Parker thinks the U.S. economy could certainly slow down in 2019.
"At a time when European growth is holding close to 2.3, 2.4 percent and the long dollar trade is actually a very concentrated trade at the moment, you can easily see a situation where most currencies turn around more positively against the dollar for next year."
The dollar fell Friday, heading for its biggest weekly decline since March, as investors braced for hints on the course of monetary policy from Fed chair Powell at the annual meeting of central bankers in Jackson Hole, Wyoming.
The greenback rallied Thursday on the back of the latest round of tariffs in the U.S.-China trade conflict and minutes from the most recent Fed meeting that hinted at a September rate hike.
However, this was short-lived as the global currency came under pressure amid growing political uncertainty in the U.S. after two of President Donald Trump's ex-advisors were criminally convicted.
Mike Bell, investment strategist at J.P. Morgan Asset Management, told CNBC on Friday that there are factors pulling in both directions making the dollar hard to call.
"On a rate differential basis, you'd expect further dollar strength. On the other hand, you've got a U.S. economy that has got a fiscal deficit that is pretty large at a late cycle stage for the economy, obviously with the potential for that to deteriorate further eventually, when the economy comes into a difficult period."
The dollar index, which measures the greenback's performance against six major currencies, was down 0.2 percent, trading around 95.5. Since the start of the year, the dollar index is up 3.6 percent.
Meanwhile, the strong dollar also weighed heavily on emerging market (EM) currencies over the last few weeks. However, as the dollar heads for a decline, EM currencies aren't particularly impressed. A number of analysts have attributed this to domestic issues as well as policy paralysis in many countries.
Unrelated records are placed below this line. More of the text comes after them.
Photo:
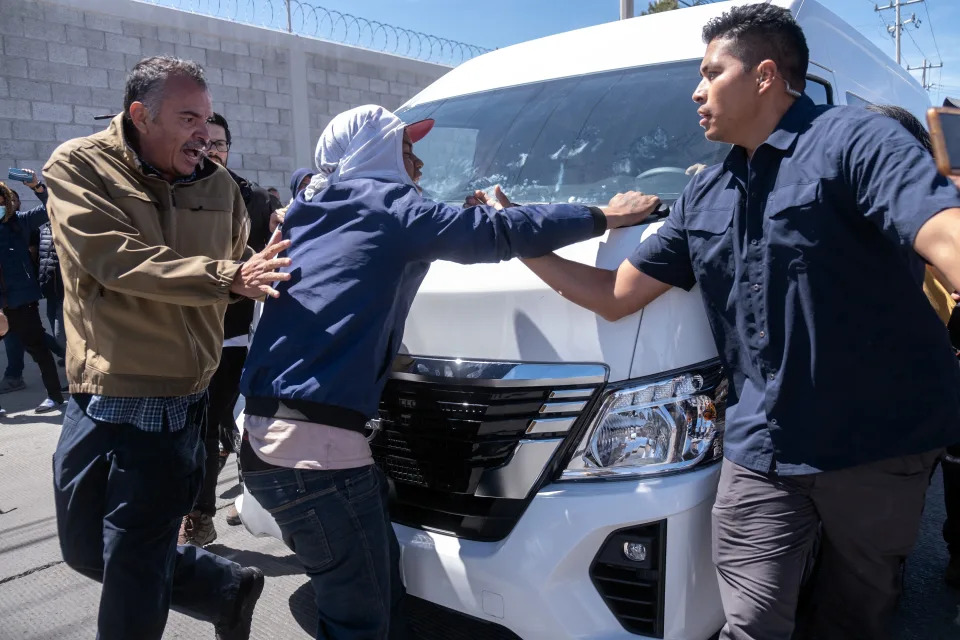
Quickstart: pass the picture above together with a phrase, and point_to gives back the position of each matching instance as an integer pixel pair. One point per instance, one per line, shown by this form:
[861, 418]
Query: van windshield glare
[578, 140]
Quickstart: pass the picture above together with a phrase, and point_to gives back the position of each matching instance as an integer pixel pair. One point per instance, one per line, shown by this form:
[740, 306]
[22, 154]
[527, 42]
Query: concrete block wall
[65, 61]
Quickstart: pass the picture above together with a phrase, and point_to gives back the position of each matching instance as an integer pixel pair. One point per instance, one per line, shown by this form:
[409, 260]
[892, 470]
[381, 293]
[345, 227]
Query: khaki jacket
[147, 267]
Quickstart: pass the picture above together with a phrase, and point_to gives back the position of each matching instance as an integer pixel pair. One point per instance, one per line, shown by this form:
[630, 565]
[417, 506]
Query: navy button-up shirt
[804, 255]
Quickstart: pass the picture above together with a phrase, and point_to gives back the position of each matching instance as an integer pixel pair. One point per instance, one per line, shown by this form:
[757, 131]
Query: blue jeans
[336, 522]
[121, 494]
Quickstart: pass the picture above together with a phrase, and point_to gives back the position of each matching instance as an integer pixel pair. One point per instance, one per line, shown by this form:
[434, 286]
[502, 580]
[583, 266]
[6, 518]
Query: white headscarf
[365, 142]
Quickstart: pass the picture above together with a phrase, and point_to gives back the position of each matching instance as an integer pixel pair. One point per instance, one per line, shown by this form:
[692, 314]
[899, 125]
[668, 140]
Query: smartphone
[19, 175]
[945, 136]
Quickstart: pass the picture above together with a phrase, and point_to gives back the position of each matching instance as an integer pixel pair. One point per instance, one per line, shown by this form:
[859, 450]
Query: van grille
[441, 443]
[633, 591]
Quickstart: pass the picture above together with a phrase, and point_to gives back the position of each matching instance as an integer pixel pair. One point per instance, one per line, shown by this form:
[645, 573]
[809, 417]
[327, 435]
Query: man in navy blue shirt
[808, 243]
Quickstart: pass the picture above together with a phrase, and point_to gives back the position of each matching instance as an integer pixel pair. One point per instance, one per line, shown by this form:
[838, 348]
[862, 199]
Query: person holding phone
[363, 238]
[19, 288]
[840, 402]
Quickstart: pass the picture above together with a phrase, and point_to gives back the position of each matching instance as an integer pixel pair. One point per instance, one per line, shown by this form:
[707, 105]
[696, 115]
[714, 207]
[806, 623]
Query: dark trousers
[15, 352]
[951, 496]
[55, 320]
[25, 323]
[223, 392]
[120, 495]
[764, 530]
[336, 523]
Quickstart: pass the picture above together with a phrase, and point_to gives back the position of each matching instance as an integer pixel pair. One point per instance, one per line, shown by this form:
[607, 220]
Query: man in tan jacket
[152, 242]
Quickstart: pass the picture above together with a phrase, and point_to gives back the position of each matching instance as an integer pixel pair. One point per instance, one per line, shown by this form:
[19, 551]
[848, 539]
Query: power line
[932, 34]
[898, 22]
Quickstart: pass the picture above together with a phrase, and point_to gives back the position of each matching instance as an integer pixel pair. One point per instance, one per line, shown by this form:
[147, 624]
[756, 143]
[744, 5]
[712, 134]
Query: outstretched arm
[611, 294]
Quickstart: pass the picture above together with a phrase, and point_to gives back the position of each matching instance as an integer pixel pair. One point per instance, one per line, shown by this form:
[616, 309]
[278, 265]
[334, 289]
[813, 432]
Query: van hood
[504, 312]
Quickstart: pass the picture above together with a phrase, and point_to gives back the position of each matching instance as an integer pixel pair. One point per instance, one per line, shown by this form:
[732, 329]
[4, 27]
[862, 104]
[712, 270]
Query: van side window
[854, 100]
[819, 91]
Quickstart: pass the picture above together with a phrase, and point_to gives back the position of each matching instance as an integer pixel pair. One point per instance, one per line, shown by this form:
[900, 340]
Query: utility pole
[926, 65]
[898, 24]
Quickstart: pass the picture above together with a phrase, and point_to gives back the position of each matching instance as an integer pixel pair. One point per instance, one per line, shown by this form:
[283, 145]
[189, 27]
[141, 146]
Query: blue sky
[498, 23]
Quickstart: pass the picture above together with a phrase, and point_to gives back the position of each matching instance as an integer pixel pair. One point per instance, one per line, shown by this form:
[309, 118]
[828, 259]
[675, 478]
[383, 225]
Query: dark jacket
[259, 204]
[49, 276]
[360, 250]
[18, 280]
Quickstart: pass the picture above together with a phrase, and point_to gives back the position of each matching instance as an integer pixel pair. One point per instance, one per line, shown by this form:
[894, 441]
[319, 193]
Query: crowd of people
[151, 252]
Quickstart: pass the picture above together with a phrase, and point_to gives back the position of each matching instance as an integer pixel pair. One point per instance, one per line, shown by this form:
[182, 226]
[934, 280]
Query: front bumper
[536, 581]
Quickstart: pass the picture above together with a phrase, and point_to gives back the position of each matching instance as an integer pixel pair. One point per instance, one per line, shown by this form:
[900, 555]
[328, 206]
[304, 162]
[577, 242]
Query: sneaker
[197, 529]
[237, 626]
[233, 516]
[11, 384]
[952, 575]
[48, 405]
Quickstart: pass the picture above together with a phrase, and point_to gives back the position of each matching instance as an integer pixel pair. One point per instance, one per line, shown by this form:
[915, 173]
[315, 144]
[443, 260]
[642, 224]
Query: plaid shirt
[146, 414]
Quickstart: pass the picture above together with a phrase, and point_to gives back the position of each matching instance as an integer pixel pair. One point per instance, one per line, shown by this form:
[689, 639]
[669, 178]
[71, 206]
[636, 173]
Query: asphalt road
[41, 598]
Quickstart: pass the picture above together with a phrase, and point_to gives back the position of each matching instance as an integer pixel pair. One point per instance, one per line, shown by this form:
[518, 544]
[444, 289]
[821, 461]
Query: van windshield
[578, 140]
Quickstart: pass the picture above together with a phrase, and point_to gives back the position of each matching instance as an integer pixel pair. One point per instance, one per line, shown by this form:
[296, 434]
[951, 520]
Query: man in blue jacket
[363, 239]
[19, 291]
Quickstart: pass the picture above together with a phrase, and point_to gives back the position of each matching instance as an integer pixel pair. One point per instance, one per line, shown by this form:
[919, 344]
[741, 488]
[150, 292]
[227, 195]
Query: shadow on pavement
[232, 492]
[271, 565]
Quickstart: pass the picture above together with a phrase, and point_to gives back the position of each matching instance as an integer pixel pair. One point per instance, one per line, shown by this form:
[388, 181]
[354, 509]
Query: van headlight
[654, 427]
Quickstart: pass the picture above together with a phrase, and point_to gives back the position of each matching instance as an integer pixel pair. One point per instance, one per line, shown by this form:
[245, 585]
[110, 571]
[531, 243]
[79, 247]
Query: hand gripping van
[553, 472]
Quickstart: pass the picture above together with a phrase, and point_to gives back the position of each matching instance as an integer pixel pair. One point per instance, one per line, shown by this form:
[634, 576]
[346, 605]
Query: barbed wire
[314, 21]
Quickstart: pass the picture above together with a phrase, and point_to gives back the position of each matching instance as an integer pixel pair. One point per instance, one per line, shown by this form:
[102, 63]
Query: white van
[554, 472]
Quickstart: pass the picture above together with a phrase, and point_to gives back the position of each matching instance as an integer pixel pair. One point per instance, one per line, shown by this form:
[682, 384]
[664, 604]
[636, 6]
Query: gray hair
[146, 81]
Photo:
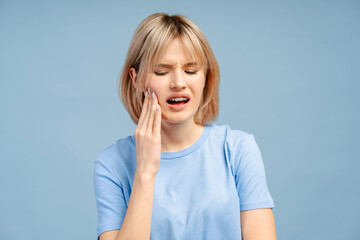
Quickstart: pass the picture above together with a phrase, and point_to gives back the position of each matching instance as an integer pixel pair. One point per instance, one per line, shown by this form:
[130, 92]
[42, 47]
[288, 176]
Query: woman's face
[178, 82]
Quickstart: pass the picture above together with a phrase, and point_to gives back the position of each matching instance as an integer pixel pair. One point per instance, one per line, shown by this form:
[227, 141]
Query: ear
[133, 75]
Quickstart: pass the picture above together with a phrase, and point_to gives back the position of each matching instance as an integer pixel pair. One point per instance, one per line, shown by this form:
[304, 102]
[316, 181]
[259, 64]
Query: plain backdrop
[289, 75]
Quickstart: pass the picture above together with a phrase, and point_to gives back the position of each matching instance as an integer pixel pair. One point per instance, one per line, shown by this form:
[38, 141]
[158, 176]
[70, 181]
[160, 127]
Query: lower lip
[177, 107]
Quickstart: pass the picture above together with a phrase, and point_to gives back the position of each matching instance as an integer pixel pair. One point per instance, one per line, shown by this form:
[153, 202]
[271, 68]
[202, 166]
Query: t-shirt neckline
[188, 150]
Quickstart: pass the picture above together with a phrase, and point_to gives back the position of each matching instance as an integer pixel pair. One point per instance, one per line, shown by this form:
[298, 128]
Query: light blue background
[289, 75]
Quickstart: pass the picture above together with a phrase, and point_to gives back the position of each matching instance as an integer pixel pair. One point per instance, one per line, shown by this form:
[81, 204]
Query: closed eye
[160, 73]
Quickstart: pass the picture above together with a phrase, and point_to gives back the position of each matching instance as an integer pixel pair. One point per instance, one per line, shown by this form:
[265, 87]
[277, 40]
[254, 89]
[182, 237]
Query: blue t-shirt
[199, 191]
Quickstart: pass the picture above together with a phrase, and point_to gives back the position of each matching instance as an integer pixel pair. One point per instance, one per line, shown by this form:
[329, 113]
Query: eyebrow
[172, 65]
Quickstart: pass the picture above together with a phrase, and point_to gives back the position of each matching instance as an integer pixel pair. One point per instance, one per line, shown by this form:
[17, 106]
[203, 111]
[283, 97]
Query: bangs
[191, 44]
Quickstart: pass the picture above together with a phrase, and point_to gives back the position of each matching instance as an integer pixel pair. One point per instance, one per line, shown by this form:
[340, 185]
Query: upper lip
[178, 95]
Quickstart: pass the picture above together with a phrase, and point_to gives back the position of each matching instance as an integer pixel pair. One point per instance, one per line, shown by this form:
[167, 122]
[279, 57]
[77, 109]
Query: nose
[178, 80]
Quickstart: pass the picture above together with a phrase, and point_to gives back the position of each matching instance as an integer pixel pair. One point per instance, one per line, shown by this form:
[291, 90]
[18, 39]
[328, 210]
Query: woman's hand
[148, 137]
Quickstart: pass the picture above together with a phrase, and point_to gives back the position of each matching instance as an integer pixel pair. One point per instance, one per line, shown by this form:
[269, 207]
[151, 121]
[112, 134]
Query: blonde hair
[149, 42]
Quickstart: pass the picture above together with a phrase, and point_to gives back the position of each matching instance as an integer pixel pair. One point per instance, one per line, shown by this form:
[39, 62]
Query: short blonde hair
[149, 42]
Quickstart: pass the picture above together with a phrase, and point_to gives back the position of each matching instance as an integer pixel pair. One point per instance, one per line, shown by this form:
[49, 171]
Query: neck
[178, 136]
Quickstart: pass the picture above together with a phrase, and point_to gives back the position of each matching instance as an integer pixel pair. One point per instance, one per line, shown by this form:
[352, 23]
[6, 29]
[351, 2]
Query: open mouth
[175, 101]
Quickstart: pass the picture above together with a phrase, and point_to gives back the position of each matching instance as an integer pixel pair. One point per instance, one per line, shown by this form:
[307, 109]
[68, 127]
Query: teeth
[178, 99]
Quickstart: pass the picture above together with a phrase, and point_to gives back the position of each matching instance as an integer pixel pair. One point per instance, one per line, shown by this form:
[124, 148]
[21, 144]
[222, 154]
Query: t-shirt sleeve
[250, 177]
[110, 201]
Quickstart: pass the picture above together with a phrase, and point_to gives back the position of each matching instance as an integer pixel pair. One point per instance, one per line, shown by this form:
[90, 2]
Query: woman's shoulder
[121, 150]
[228, 134]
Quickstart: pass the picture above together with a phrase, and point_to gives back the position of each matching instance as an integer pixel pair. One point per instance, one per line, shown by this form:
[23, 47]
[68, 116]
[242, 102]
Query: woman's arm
[137, 221]
[258, 224]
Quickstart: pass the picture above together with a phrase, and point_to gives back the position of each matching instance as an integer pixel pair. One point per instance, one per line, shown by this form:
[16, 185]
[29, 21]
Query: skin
[162, 129]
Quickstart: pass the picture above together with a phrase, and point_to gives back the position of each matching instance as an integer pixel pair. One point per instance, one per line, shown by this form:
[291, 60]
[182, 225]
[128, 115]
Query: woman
[179, 176]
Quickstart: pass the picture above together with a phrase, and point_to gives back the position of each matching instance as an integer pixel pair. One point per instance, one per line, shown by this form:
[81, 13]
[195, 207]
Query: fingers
[144, 109]
[150, 117]
[152, 113]
[157, 121]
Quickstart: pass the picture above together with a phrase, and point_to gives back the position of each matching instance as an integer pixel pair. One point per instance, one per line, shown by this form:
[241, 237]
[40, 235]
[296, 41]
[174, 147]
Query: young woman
[180, 176]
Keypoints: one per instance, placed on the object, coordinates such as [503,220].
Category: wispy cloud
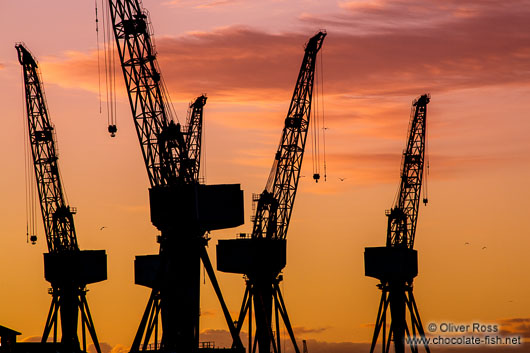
[201,4]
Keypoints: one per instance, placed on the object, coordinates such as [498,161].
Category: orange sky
[472,56]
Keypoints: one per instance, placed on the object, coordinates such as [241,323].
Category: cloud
[201,4]
[429,46]
[301,330]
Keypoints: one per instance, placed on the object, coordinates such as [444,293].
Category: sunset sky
[472,56]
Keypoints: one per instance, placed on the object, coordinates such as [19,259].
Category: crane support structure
[67,268]
[396,264]
[182,208]
[262,257]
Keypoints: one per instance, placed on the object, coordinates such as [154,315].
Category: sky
[471,56]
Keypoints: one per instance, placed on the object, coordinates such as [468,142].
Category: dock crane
[66,267]
[262,257]
[182,209]
[396,264]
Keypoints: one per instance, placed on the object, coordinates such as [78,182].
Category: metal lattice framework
[172,159]
[56,215]
[193,136]
[275,203]
[68,293]
[403,216]
[161,140]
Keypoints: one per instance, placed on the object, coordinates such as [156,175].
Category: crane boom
[57,216]
[275,203]
[66,267]
[181,208]
[396,264]
[161,139]
[262,257]
[194,136]
[403,217]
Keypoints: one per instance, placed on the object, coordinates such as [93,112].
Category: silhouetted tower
[396,264]
[181,208]
[67,268]
[262,257]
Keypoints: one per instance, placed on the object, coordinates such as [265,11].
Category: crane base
[252,255]
[146,271]
[84,267]
[389,264]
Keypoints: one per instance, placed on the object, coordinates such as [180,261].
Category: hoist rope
[323,109]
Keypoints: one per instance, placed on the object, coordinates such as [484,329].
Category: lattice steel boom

"The dollar finally rose for the first time in seven sessions, which didn't seem to help EM currencies with the added distraction of Mr Trump tweeting that he had instructed Secretary of State Mike Pompeo to 'closely study the South Africa land and farm seizures and expropriations and the large scale killing of farmers,'" Deutsche Bank said in its morning note to clients.
The note pointed out that in response to Trump's tweet, the South African Rand fell -1.71 percent, although Wednesday's inflation numbers also weighed in.
"Elsewhere, the Brazilian real (-1.74 percent) continued to lead losses in EM as investors positioned ahead of this autumn's election. The real is now within 1.5 percent of its weakest-ever level. The Hungarian forint and Turkish lira also weakened -1.02 percent and -1.19 percent versus the dollar, respectively."
While the dollar continues to remain a global currency, the latest data from the International Monetary Fund (IMF) has shown that the greenback's share of currency reserves fell in the first quarter of 2018 to a fresh four-year low, while euro, yuan and sterling's shares of reserves increased.
Central banks across the world hold assets in various currencies to support their liabilities. These reserves have been used by many central banks to help support their respective currencies.
Reserves held in U.S. dollars climbed to $6.499 trillion, or 62.48 percent of allocated reserves, in the first quarter. This compared with $6.282 trillion, or 62.72 percent of allocated reserves, in the fourth quarter of 2017. The share of U.S. dollar reserves contracted to its smallest level since reaching 61.24 percent in the fourth quarter of 2013, IMF data released earlier this year showed.